The biggest fear Christians experience when we contemplate speaking about our faith and inviting others to join us is the fear of rejection. What if people say ‘no’. Harvey has a term he calls the NQ – the ‘no quotient’, and asks: “How many ‘noes’ are we willing to take for Christ?” He urges us to learn to experience ‘no’ so many times that the word loses its power over us.

As Jesus warns us in Luke’s Gospel, there is a cost to discipleship. Sometimes “the Good News” is very hard. Discipleship requires a total commitment to God in Christ that can bring us into conflict with the world, and can even have an adverse affect on those with whom we are in close relationship. It is not something we enter into lightly, but only after carefully considering the costs of our actions. But we have this amazing news to share with the world and we cannot keep it to ourselves.

Harvey likes to point out that Christians in the early church suffered not only rejection, but torture and even death. Yet the Church grew by leaps and bounds because they had something that was worth suffering for and were eager to invite others to be a part of this new Way of life.
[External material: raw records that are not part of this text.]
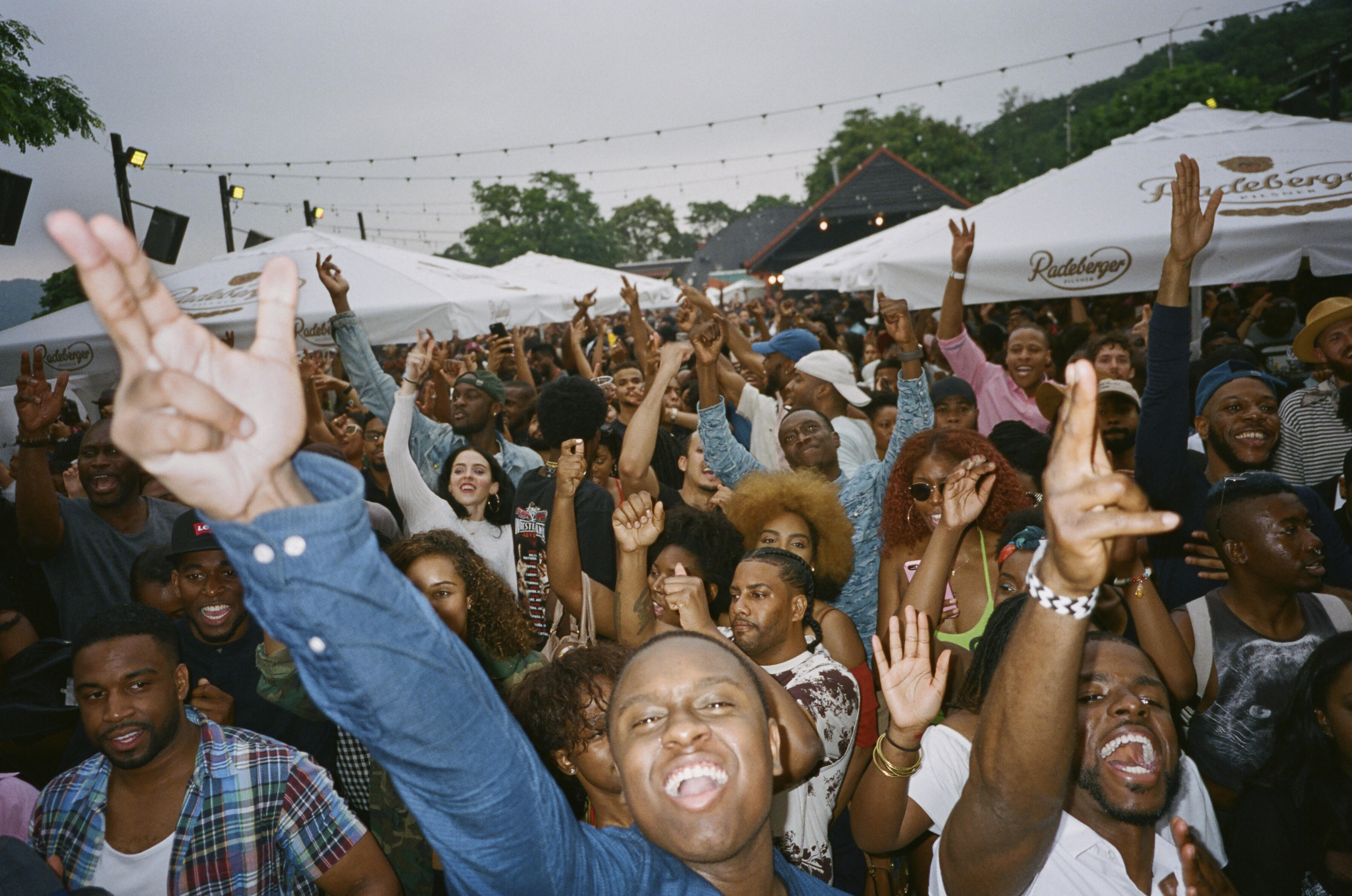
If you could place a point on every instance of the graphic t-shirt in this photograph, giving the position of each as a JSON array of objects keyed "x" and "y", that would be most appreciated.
[{"x": 531, "y": 530}]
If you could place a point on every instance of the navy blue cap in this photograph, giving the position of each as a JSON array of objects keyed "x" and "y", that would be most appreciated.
[
  {"x": 791, "y": 344},
  {"x": 1227, "y": 371}
]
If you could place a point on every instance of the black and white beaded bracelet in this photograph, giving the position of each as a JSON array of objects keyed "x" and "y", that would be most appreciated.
[{"x": 1077, "y": 607}]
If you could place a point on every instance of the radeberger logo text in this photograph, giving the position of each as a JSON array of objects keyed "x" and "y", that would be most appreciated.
[{"x": 1088, "y": 272}]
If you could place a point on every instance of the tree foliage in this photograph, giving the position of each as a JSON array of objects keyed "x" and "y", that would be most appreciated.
[
  {"x": 34, "y": 111},
  {"x": 60, "y": 291}
]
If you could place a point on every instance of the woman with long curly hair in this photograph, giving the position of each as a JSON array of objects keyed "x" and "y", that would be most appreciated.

The key is the invitation – to simply say to another, “Will you come to church with me?” The important thing to remember is that success is not measured by the number of people who say ‘yes’ but in our faithfulness in inviting them to be a part of God’s kingdom. Success is one person inviting another to come to church.. God is only asking us to invite. How the other responds is not our concern – that is God’s worry, and God has the hardest part.

As I listened to her story, it was clear to me that God had been very active in the life of the woman I was visiting in hospice. And I realize that my role as a chaplain to her was to invite her into a deeper reflection so she could see God’s movement in her life, and trust in God’s continued faithfulness to her.

I think of the many people out there in the world who are frightened, or lonely, or grieving, or dying, or just needing to know they have dignity and value. God is already at work in their lives. But how will they know if we do not invite them to come to church.

Just as the Creator formed the first humans from the dust of the earth, God the Master Potter continues to mold and shape the spoiled clay of humanity into the Body of Christ, through the community of the church. This is why the act of inviting others is so important. We are not doing it so we can get more people in the pews, or have more envelopes in the collection plate. We are doing it because God wants to be in relationship with people – to be a part of their lives and to have them be a part of God’s life in the world. God wants to be our partner in mission. We are doing it because being the Church is more than just worship on Sunday – it is about growing disciples ; it is about growing the Kingdom of God.

Back to Church Sunday has become a yearly event not only in the Anglican Church but across many denominations. But I hope we will not treat it as an end in itself so that once a year we will think about inviting someone to Church. I hope we will see Back to Church Sunday as the start of something much bigger: Back to Church Sunday is an opportunity to become a community that not only welcomes others, but invites us all to grow together, into a deeper relationship with our God.